"A ditadura salazarista hostilizou o cooperativismo associativo, reprimiu as mutualidades e mesmo as misericórdias não tiveram vida fácil"
É possível definir economia social em poucas palavras?
A economia e social é uma forma alternativa de economia, a "outra economia", como lhe chamou Jean-Louis Laville. Alternativa, porque as suas organizações são independentes do Estado e assentam em princípios e valores eminentemente sociais, uma vez que não se orientam pela lógica capitalista do lucro. Atualmente, em Portugal, a economia social é um conceito eminentemente jurídico e, por isso, a sua definição é normativa. A economia social inclui valores e práticas organizativas muito diversificadas, mas o que a faz forte é o seu enraizamento local e aquilo que há de comum nessas organizações: a cooperação, a solidariedade, a socialização do risco e a reciprocidade.

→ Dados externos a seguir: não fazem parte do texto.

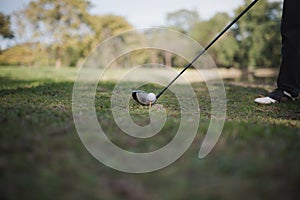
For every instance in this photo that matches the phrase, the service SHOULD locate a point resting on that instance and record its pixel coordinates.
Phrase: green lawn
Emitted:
(42, 157)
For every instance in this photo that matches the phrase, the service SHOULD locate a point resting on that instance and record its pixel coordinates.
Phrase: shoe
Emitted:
(278, 95)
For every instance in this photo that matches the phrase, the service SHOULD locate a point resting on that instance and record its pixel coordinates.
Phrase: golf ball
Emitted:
(151, 97)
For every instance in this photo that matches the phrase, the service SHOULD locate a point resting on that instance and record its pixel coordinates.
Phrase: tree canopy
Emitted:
(5, 30)
(65, 32)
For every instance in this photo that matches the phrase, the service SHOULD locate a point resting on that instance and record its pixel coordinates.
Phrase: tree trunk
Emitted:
(58, 63)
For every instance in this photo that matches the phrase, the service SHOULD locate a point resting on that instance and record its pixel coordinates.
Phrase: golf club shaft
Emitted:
(208, 46)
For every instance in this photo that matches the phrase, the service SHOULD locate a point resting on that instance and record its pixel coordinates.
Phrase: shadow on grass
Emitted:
(42, 156)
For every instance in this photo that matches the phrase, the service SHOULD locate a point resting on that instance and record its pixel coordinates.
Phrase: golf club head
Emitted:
(141, 97)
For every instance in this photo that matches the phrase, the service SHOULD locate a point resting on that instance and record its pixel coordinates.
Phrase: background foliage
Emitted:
(64, 32)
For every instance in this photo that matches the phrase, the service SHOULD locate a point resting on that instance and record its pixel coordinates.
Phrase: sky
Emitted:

De certa forma, é a institucionalização da mão invisível que Adam Smith dizia existir nas relações económicas?
Não, de todo. Ainda que o conceito e as práticas de economia social também tenham resultado de afluentes liberais, sobretudo do liberalismo social oitocentista, a sua construção histórica em nada se relaciona com o liberalismo clássico e com a economia política liberal. Os autores que primeiro subscreveram ideias de economia social eram críticos contundentes da visão económica de Adam Smith e seus pares. No liberalismo económico, o interesse próprio justifica os fins sociais dos indivíduos e da vida económica em geral; na economia social, pelo contrário, os fins sociais é que enquadram a ação dos indivíduos.
Onde surgiram os primeiros exemplos de economia social?

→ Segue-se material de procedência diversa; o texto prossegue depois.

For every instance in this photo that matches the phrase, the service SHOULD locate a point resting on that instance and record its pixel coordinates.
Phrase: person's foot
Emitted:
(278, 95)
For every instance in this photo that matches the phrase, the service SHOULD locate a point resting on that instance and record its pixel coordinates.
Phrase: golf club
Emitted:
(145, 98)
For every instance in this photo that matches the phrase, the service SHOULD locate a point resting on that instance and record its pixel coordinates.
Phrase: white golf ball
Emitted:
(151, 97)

O conceito doutrinário de economia social nasceu em França nas primeiras décadas do século XIX e depressa se estendeu a diversos países, em especial através das escolas de Direito e dos cultores da "sciencia social". No entanto, as práticas e organizações identificadas com esse conceito são muito anteriores. Basicamente, toda a tradição mutualista é medieval. Esse é um afluente de experiências fundamental na história da economia social. Devido à ação de Charles Gide e da Aliança Cooperativa Internacional, e devido à influência decisiva das correntes solidaristas, o cooperativismo acabou por conquistar uma certa primazia institucional.
Em Portugal, a economia social pouco ou nada existia no Estado Novo, mas explodiu depois do 25 de Abril. Porquê?

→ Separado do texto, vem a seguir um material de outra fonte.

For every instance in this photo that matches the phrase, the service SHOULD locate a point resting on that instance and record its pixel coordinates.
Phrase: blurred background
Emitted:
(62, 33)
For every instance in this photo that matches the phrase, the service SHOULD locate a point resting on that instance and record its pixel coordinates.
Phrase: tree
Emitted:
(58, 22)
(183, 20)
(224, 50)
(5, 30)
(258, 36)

Ainda que Salazar tenha ensinado economia social na sua juventude, durante o Estado Novo nunca existiu uma verdadeira economia social. A ditadura salazarista hostilizou o cooperativismo associativo, reprimiu as mutualidades e, mesmo as misericórdias, que correspondiam a um modelo de assistencialismo católico, não tiveram vida fácil. O corporativismo autoritário era incompatível com o associativismo livre e com os principais valores da economia social. A revolução de 25 de Abril de 1974 ocorre num período de redescoberta e de reafirmação da economia social no contexto europeu, movimentos que cresceram como reação à vaga neoliberal que começou a pôr em causa o Estado-providência em muitos países que eram democracias liberais. Contra os ventos da história, Portugal liberta-se do autoritarismo e conhece uma explosão de movimentos sociais que impulsionam organizações de economia social, em especial as cooperativas. Entretanto, além das liberdades públicas e cívicas Portugal cria, contra a corrente internacional, o seu Estado-Providência democrático. Os direitos sociais de cidadania inscritos na Constituição de 1976 abrem caminho a um reconhecimento inequívoco do papel da economia social, nomeadamente na área da solidariedade. Não por acaso, a criação do estatuto jurídico das IPSS nasce em 1979, por iniciativa do "governo dos cem dias" de Maria de Lurdes Pintassilgo.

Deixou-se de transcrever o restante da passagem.